Faut-il préciser qu'il provient d'une IA ? Ce pourrait être le cas au titre de l'information des consommateurs. La future directive européenne sur les IA (IA Act) pourrait aussi prévoir une obligation de transparence.
Reste le sujet du droit d'auteur. Le droit français et européen précise qu'une œuvre ne peut en bénéficier que si elle est originale et exprime la personnalité de l'auteur. "Cela induit que l'auteur est une personne physique", selon maître Bouffier. "Ce sera compliqué pour les utilisateurs d'IA de se présenter comme auteur à part entière", confirme maître Barbry. Aucun tribunal en Europe n'a encore tranché mais aux Etats-Unis l'Office du copyright vient de refuser le droit d'auteur à une BD générée par IA.
Maître Pérot cite le cas de Théâtre d'opéra spatial, une image générée par une IA qui a remporté un concours en septembre.

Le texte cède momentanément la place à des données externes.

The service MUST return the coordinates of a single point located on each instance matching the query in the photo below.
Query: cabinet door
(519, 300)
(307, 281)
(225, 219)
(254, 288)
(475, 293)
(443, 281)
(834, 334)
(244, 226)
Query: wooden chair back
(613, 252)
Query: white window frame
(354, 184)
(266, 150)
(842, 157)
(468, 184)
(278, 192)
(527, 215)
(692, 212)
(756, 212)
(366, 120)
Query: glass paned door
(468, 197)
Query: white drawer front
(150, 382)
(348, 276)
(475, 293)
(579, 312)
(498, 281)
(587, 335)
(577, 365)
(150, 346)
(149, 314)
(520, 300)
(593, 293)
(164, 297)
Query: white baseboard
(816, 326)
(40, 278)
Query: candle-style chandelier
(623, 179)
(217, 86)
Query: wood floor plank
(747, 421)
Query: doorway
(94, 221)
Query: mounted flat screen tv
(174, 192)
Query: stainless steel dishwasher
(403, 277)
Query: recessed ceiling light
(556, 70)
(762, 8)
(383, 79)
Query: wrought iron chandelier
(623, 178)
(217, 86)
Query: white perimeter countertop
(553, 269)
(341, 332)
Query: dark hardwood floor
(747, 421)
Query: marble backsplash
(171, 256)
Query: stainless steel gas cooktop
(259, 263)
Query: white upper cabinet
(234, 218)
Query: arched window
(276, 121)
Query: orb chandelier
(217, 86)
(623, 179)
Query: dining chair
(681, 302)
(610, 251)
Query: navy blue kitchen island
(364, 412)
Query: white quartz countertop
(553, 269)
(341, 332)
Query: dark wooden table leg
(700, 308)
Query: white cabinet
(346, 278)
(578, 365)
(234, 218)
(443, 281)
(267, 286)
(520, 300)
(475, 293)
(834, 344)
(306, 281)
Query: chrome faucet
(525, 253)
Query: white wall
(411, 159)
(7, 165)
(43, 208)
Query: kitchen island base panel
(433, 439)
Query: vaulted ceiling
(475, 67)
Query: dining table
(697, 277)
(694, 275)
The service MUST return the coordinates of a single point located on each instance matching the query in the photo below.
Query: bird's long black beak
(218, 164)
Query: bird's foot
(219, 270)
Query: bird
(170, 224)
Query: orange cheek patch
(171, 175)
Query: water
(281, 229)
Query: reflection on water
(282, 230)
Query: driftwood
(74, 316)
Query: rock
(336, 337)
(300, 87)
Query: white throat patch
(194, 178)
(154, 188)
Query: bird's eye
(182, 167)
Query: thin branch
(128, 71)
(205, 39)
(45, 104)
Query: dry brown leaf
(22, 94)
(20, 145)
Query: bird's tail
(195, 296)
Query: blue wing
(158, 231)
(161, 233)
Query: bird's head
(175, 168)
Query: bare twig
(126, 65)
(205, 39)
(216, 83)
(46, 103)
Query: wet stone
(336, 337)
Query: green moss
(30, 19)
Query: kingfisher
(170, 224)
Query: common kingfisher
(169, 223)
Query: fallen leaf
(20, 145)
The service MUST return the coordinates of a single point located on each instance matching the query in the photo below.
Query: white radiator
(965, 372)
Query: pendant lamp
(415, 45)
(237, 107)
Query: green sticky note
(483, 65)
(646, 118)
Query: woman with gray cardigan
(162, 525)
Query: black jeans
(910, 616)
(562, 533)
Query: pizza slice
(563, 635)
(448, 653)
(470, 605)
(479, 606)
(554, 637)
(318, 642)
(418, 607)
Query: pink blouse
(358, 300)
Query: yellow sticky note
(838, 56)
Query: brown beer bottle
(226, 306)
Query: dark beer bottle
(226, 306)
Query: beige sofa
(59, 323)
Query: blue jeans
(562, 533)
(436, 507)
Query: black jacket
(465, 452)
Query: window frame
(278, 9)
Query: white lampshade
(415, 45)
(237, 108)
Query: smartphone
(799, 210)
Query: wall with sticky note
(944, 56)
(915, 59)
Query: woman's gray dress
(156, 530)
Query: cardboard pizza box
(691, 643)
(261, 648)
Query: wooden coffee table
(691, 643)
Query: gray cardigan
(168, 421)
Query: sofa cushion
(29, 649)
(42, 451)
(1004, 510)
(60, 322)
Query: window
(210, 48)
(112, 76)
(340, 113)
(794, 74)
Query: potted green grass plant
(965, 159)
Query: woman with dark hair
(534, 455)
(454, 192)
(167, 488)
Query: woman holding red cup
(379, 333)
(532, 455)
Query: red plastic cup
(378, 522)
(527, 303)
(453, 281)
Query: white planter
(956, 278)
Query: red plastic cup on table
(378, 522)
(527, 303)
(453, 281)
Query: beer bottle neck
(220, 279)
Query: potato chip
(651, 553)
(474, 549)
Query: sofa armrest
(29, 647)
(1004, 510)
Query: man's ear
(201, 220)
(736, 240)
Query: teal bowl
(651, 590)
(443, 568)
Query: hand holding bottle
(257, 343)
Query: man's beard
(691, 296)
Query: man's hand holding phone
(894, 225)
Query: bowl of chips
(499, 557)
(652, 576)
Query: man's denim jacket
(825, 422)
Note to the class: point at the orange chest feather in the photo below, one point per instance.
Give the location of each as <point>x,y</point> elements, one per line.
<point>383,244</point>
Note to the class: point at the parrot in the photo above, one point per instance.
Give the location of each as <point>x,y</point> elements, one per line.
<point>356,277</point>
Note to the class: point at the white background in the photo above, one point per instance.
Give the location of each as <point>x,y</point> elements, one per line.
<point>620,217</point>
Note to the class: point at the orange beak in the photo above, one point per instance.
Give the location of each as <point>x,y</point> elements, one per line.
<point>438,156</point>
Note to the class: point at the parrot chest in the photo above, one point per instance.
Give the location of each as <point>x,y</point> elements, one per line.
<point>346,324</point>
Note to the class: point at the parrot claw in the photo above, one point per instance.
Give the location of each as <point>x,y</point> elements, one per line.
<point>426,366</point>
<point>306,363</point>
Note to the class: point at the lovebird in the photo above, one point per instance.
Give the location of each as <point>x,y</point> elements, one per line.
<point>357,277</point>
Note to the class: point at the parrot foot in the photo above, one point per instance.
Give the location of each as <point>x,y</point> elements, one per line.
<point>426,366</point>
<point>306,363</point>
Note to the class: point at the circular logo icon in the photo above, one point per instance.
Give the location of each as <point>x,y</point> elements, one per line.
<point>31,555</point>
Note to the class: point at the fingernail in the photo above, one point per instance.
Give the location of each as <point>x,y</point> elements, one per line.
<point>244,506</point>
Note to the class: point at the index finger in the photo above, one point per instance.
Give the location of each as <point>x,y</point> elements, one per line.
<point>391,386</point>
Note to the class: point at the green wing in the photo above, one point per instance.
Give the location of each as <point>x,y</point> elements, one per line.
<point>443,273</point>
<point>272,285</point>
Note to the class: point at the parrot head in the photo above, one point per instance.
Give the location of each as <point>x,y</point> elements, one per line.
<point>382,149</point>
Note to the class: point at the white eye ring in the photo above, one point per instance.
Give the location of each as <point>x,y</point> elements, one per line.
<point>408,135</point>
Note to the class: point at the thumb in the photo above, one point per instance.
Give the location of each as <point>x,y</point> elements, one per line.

Son producteur a passé 80 heures à peaufiner ses instructions et retouché le résultat. "On peut considérer là que l'utilisateur a eu un rôle majeur et qu'il y a place pour le droit d'auteur", note l'avocat, citant "un travail de supervision, de choix, d'analyse, de sélection".

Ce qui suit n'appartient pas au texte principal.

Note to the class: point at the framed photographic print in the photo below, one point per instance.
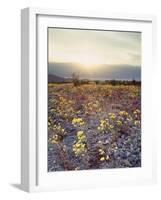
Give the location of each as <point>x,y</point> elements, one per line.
<point>87,118</point>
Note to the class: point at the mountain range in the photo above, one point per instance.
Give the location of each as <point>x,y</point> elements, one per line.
<point>61,72</point>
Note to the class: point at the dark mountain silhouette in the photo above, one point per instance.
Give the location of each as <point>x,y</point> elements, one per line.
<point>52,78</point>
<point>97,72</point>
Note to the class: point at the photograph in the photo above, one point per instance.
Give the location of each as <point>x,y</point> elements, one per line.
<point>94,99</point>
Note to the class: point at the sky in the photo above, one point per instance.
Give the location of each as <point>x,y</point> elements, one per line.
<point>93,47</point>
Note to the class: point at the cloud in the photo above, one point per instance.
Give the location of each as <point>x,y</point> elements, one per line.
<point>108,47</point>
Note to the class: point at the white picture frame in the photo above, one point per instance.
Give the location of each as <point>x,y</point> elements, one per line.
<point>34,21</point>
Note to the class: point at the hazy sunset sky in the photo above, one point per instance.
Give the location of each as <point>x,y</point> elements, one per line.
<point>89,47</point>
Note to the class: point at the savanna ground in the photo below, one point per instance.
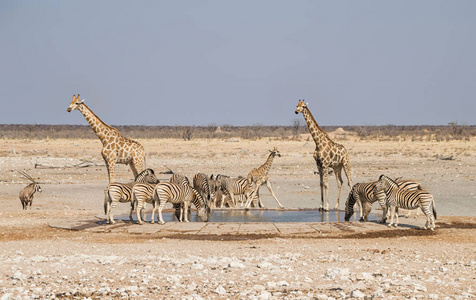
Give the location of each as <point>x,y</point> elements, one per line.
<point>38,261</point>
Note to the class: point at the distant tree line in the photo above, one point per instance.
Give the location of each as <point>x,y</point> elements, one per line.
<point>452,131</point>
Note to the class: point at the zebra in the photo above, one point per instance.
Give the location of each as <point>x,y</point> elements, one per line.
<point>122,192</point>
<point>142,193</point>
<point>234,186</point>
<point>398,197</point>
<point>365,195</point>
<point>26,195</point>
<point>180,179</point>
<point>178,194</point>
<point>202,184</point>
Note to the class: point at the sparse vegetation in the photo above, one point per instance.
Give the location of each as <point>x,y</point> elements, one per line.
<point>441,133</point>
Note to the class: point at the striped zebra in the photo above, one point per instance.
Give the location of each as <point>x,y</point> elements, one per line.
<point>142,194</point>
<point>178,194</point>
<point>122,192</point>
<point>234,186</point>
<point>398,197</point>
<point>201,183</point>
<point>26,195</point>
<point>179,179</point>
<point>365,195</point>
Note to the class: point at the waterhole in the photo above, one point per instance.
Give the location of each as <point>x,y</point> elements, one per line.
<point>259,215</point>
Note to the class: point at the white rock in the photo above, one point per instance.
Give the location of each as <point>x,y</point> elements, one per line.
<point>220,290</point>
<point>357,294</point>
<point>282,283</point>
<point>265,265</point>
<point>236,264</point>
<point>333,273</point>
<point>197,266</point>
<point>265,295</point>
<point>7,296</point>
<point>271,285</point>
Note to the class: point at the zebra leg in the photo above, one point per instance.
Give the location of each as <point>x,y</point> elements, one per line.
<point>185,210</point>
<point>268,184</point>
<point>110,213</point>
<point>392,214</point>
<point>338,172</point>
<point>139,206</point>
<point>154,207</point>
<point>161,207</point>
<point>250,198</point>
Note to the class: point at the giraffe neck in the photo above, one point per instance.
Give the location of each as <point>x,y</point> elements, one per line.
<point>317,133</point>
<point>267,165</point>
<point>98,126</point>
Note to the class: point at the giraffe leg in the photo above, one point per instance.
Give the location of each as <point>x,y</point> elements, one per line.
<point>133,167</point>
<point>110,165</point>
<point>326,188</point>
<point>268,184</point>
<point>250,198</point>
<point>321,178</point>
<point>338,172</point>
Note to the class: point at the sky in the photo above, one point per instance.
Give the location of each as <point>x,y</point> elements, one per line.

Les productions par IA suivraient ainsi le chemin de la photographie, considérée comme un produit d'outil et non une œuvre jusqu'à un arrêt de la Cour de justice de l'UE de 2011 qui a reconnu aux photographes des "choix créatifs".

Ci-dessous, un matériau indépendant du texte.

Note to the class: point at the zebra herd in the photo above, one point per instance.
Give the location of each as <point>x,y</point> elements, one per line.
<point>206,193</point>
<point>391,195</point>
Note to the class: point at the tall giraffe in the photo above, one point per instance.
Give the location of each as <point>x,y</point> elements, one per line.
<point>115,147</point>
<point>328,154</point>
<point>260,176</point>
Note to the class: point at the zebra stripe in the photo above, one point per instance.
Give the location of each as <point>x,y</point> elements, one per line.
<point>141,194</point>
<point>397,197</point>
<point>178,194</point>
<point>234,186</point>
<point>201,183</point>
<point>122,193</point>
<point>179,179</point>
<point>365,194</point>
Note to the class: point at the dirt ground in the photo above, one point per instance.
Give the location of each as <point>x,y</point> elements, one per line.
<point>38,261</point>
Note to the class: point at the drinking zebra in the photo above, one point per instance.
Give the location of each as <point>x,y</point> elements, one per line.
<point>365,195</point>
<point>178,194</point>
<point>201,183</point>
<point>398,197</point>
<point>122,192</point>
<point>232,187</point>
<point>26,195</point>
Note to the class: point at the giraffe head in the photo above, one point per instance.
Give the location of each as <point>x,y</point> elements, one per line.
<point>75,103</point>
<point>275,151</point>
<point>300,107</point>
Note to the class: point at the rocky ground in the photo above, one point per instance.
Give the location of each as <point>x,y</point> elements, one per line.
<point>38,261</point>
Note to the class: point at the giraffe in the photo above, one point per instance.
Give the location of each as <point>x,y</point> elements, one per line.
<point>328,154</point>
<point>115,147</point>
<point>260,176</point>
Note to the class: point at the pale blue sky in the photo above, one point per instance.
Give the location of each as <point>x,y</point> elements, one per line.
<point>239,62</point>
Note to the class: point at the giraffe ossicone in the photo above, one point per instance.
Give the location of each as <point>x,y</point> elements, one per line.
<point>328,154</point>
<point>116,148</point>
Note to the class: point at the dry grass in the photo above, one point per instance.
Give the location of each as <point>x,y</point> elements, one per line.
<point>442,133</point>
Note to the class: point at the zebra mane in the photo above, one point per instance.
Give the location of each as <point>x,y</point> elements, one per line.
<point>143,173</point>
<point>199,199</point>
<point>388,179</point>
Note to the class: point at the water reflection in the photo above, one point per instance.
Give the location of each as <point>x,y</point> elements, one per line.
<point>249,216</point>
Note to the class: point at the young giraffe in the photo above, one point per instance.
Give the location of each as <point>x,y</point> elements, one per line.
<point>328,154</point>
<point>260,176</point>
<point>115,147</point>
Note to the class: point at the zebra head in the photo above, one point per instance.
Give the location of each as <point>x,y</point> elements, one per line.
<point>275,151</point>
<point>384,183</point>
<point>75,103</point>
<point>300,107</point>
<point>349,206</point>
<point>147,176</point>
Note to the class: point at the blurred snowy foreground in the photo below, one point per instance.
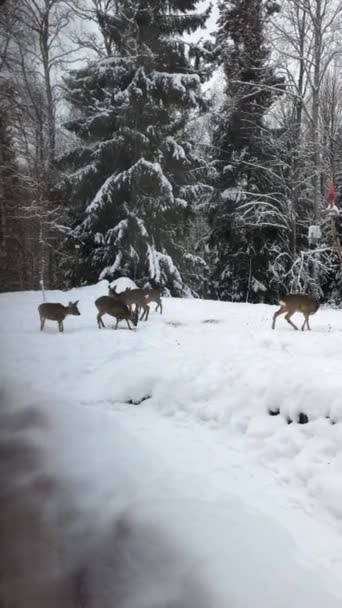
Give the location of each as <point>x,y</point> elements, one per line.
<point>172,421</point>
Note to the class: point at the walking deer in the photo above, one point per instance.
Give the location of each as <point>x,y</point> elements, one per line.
<point>299,302</point>
<point>140,298</point>
<point>56,312</point>
<point>116,308</point>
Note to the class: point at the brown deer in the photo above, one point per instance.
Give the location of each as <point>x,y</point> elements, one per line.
<point>116,308</point>
<point>56,312</point>
<point>140,298</point>
<point>297,302</point>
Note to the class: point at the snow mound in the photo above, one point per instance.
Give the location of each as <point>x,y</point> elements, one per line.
<point>122,284</point>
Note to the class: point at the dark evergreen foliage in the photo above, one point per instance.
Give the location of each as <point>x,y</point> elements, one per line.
<point>247,214</point>
<point>134,179</point>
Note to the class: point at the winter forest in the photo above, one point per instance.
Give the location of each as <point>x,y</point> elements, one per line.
<point>192,145</point>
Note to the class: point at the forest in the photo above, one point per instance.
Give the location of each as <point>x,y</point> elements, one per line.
<point>138,141</point>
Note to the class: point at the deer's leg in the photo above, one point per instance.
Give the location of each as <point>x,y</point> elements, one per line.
<point>276,314</point>
<point>288,319</point>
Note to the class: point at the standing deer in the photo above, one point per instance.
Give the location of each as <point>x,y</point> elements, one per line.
<point>115,307</point>
<point>299,302</point>
<point>56,312</point>
<point>140,298</point>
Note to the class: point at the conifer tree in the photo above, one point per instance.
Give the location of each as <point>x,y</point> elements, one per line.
<point>246,215</point>
<point>134,180</point>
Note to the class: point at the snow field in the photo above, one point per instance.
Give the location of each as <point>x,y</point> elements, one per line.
<point>264,497</point>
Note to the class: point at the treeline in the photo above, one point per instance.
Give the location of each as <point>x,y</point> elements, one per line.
<point>130,145</point>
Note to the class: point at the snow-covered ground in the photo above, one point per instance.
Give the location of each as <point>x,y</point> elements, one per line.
<point>180,408</point>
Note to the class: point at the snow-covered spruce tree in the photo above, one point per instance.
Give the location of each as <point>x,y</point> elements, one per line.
<point>248,212</point>
<point>134,180</point>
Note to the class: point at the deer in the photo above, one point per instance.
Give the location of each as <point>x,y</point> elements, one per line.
<point>299,302</point>
<point>116,308</point>
<point>57,312</point>
<point>139,298</point>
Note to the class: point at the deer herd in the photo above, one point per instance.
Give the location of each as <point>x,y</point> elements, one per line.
<point>126,306</point>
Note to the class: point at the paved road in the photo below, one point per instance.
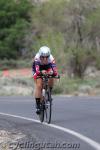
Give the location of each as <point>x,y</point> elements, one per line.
<point>75,122</point>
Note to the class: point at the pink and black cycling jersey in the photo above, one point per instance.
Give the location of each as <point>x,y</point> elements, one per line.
<point>38,66</point>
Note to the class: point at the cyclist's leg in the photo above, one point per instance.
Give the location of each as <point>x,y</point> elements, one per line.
<point>51,83</point>
<point>37,93</point>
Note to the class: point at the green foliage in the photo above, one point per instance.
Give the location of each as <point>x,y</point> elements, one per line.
<point>14,24</point>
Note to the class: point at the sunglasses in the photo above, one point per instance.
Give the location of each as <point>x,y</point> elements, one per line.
<point>44,57</point>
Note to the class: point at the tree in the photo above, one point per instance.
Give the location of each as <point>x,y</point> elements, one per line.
<point>14,26</point>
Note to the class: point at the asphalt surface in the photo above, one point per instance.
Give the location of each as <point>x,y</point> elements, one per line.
<point>78,114</point>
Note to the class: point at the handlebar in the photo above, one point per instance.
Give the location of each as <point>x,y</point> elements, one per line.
<point>48,76</point>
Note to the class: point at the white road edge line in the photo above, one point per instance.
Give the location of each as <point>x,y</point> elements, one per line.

6 L'IA représente-t-elle un danger pour l'emploi des créateurs ?
D'autres craignent que cette technologie nuise à l'emploi des jeunes mangakas, et plus largement des artistes. La plate-forme de streaming Netflix a été critiquée en janvier pour avoir diffusé un dessin animé japonais avec des décors générés par une IA.
"La possibilité que les assistants des mangakas soient remplacés" un jour par une machine "n'est pas nulle", estime Satoshi Kurihara, professeur à l'université Keio de Tokyo, qui en 2020 a publié avec son équipe un manga assisté par IA.
Presque tous les dessins de cette production dans le style du pionnier de ce genre graphique, Osamu Tezuka, avaient été réalisés par des humains. Mais depuis, l'IA est devenue "de première qualité" et va certainement influencer l'industrie du manga, pense-t-il.
Trois grands éditeurs japonais interrogés n'ont pas souhaité exprimer leur vision de l'impact futur de l'IA sur l'industrie du manga. Rootport doute que les mangas créés à 100% par une IA deviendront incontournables, mais "ne pense pas non plus que les mangas réalisés sans aucune IA domineront pour toujours".